30th oct

In summary, to comprehensively understand police shootings, we can analyze victim demographics, map incident locations, study temporal trends, assess police training and policies, gather community perspectives, and conduct legal and policy analysis. These dimensions provide a holistic view of the complex factors contributing to this issue. Beyond age, we can delve into the demographics of the victims, including gender, ethnicity, and socioeconomic factors. This can help us identify disparities and potential biases in police shootings

27th

Today, I delved into the relationship between indicators of mental health issues and race in cases of police shootings. We’re utilizing a tool called facet grids in the R programming language to explore this connection. Our primary objective is to uncover any patterns or correlations that can provide insights into the complex interplay between mental health and interactions with the police.

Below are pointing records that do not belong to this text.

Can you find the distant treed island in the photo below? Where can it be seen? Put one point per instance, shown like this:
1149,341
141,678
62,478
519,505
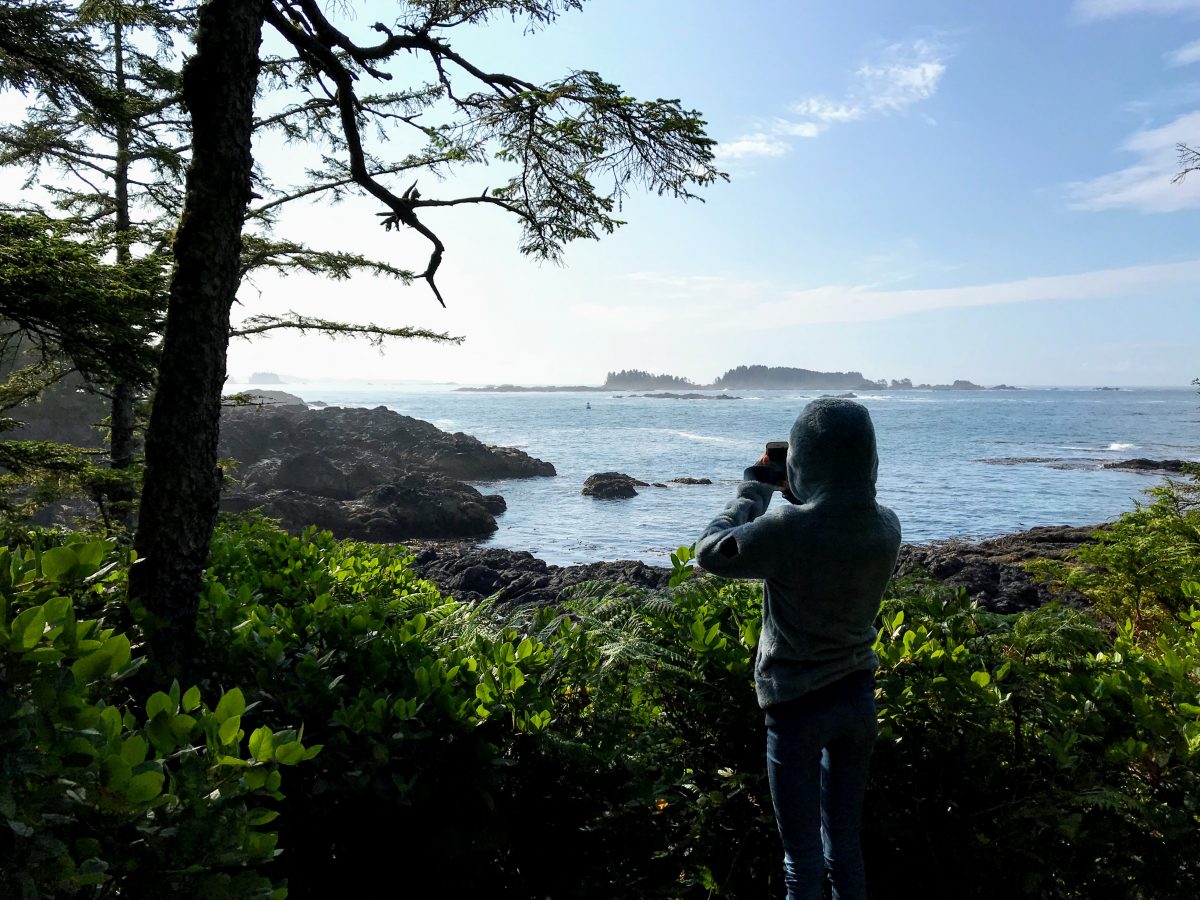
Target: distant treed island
760,377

The visual representations we generated offer a detailed perspective on how mental health and race may intersect within the context of police shootings. We will examine these visual grids closely and discuss the implications of our findings. These discoveries have the potential to inform public discussions and even influence policies concerning the handling of mental health issues during encounters with law enforcement. Join us as we navigate through these visual insights and engage in a dialogue about their significance.

25th

K-means: This method groups data into ‘k’ number of clusters by reducing the distance between data points and the center of their assigned cluster. The ‘means’ in the name refers to averaging the data points to find the center of the cluster. It’s good for spherical-shaped clusters.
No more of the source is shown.